Nous avons précédemment mentionné que l'adaptation se caractérise par l'aptitude de l'individu à transiger de façon efficace avec son environnement. Après un examen des différents construits relatifs à l'adaptation qui sont utilisés en psychopathologie du développement, Masten et Coatsworth (1995) relèvent que la qualité de l'adaptation est, le plus souvent, évaluée à partir de la performance de l'individu vis-à-vis les exigences environnementales qui lui sont posées. Dans cette perspective, l'évaluation de la qualité de l'adaptation doit être une généralisation effectuée à partir d'une série de performances de l'individu dans son environnement: on ne peut présumer de la qualité de l'adaptation d'un individu à partir de sa performance en une occasion unique mais plutôt en considérant ses performances en différents moments. Toujours selon les mêmes auteurs, le fait d'être évalué comme adapté ou inadapté réfère à une performance minimale permettant un fonctionnement jugé comme étant efficace en fonction des normes du développement et des normes culturelles en usage dans l'environnement de l'individu. En ce sens, la qualité de l'adaptation d'un individu devrait préférablement être évaluée à des points spécifiques du développement où la performance attendue en fonction du niveau de développement et des exigences adaptatives est clairement établie.

Donc, selon la perspective que nous adopterons ici, la qualité de l'adaptation est un phénomène observable par le biais de la performance de l'individu.

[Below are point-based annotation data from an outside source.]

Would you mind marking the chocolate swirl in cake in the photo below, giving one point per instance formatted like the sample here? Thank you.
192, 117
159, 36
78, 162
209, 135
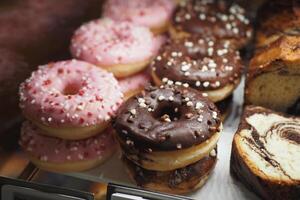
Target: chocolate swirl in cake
275, 139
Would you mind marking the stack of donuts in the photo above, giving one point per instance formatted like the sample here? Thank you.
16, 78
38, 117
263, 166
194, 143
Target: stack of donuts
125, 40
68, 106
168, 133
203, 49
169, 136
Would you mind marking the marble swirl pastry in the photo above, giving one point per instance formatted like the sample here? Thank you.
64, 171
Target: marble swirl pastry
266, 154
273, 79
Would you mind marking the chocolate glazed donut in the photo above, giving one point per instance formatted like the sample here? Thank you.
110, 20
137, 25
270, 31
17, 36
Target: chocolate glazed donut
167, 118
212, 18
168, 127
177, 181
204, 64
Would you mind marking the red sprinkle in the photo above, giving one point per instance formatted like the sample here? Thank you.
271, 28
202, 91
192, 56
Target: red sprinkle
47, 82
60, 71
81, 120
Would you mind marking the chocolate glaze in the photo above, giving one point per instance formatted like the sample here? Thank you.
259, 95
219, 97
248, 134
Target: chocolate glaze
174, 178
213, 18
203, 63
167, 118
266, 189
224, 105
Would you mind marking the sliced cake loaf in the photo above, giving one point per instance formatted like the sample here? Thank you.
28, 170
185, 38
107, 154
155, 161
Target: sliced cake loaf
273, 78
265, 154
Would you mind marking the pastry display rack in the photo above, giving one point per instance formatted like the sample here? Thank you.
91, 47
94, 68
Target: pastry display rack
78, 185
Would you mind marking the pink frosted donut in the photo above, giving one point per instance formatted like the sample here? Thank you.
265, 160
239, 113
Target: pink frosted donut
59, 155
118, 47
134, 84
158, 42
154, 14
70, 99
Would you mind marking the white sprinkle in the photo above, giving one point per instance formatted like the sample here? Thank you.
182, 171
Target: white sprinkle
174, 54
179, 146
213, 153
235, 30
225, 60
164, 80
228, 26
189, 103
215, 114
171, 98
80, 107
187, 16
212, 64
206, 84
188, 44
141, 100
80, 156
160, 98
133, 111
185, 67
187, 73
199, 105
178, 83
202, 16
170, 82
210, 51
44, 158
74, 149
200, 118
185, 85
143, 105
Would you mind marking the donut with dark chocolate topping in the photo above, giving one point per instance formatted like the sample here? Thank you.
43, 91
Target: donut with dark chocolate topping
212, 18
206, 64
167, 118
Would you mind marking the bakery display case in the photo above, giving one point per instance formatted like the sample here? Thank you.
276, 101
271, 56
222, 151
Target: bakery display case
149, 100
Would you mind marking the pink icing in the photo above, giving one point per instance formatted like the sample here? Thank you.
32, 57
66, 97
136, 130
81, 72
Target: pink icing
158, 42
134, 82
105, 42
59, 151
71, 94
150, 13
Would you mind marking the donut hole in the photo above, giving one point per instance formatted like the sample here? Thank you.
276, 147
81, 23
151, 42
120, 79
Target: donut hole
168, 113
71, 88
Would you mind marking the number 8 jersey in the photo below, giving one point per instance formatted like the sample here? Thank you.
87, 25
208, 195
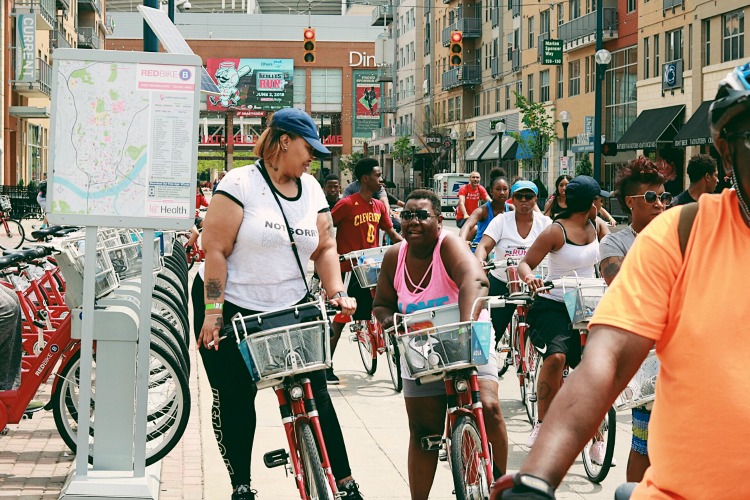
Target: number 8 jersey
357, 222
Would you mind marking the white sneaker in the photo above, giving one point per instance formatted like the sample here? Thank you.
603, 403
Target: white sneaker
534, 433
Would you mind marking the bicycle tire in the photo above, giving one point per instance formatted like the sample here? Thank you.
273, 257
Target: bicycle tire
31, 222
13, 237
607, 429
167, 419
367, 351
316, 482
467, 465
394, 361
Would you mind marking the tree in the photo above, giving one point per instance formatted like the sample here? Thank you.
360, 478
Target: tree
534, 146
584, 166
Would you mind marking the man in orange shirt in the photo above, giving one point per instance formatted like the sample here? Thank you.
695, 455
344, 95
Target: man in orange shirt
700, 424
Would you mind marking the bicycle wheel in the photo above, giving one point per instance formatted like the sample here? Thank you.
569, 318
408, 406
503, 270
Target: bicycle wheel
467, 464
394, 361
367, 350
316, 482
597, 454
31, 222
12, 235
168, 404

Elle est fonction des caractéristiques individuelles et de l'expérience de l'individu en interaction avec son environnement. Ce que ce modèle met en valeur d'une façon particulière c'est que l'adaptation demeure relative à un contexte donné et peut donc être opérationalisée par un patron de performances de l'individu dans ce contexte et évaluée selon des normes établies, des performances attendues à des moments spécifiques du développement.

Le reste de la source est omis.